本アルバム『ヒントン・バトル/ミーツ・カウント・ベイシー・オーケストラ』(Eighty Eights)は全4曲トータルで16分という長さも特長で、オーケストラのビッグ・サウンドを聴くには丁度よい長さである。CDの時代になって、いつの間にか60分から70分が標準になってしまった感があるが、コンサートなら未だしも家で精神を集中して鑑賞するには20分程度が丁度よい長さではないかと常々思っている。勿論、中には70分延々とフリー・ブローイングをくりひろげる面白いアルバムもあるが、なんの脈絡もない曲を10曲、15曲と曲を並べられても聴く方はしんどい。
本アルバムはそういった傾向に釘を刺すような潔さがある。その点LPは片面20分で一息つけるし、ジャケットを眺めてリフレッシュすることも出来て丁度よい長さだった。今LPの良さが再認識されて名盤の復刻だけでなく新録もLPで出るようになってきているのはありがたい。本アルバムはCDにもA面、B面があったらいいなあ、と云う、ないものねだりのノスタルジーを誘ってくれる作品でもある。

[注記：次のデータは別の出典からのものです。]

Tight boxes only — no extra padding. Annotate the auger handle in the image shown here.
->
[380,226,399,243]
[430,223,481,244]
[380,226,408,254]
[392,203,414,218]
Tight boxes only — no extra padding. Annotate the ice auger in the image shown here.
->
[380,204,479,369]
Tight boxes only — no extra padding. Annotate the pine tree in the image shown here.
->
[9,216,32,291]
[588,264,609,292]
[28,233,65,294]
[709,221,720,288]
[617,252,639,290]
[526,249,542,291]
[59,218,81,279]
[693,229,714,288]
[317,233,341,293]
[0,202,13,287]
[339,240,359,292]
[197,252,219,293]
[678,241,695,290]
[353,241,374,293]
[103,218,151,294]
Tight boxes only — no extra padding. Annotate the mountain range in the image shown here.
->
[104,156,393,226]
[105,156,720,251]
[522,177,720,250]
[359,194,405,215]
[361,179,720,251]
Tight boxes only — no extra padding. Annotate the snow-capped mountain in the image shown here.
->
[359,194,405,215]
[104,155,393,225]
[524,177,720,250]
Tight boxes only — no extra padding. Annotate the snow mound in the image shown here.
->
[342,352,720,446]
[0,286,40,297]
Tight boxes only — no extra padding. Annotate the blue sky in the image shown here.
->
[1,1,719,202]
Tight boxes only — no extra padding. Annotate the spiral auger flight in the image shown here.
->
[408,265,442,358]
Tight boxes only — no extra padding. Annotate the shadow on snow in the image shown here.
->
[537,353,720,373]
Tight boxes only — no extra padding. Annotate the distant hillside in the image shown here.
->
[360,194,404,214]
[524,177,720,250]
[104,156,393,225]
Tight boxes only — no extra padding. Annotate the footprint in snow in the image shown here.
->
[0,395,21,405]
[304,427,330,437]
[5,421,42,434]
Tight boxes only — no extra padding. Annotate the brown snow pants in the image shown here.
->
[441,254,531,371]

新聞報道によると吉本興業は、今年の秋には東京・大阪・ニューヨークにダンス・スクール「ヒントン・バトル・ダンス・アカデミー」を開校し、2015年秋にはブロードウェーやアジア各国での海外公演を開催する計画を発表している。今年はヒントン・バトルが大きくクローズアップされる年になるかもしれない。(望月由美)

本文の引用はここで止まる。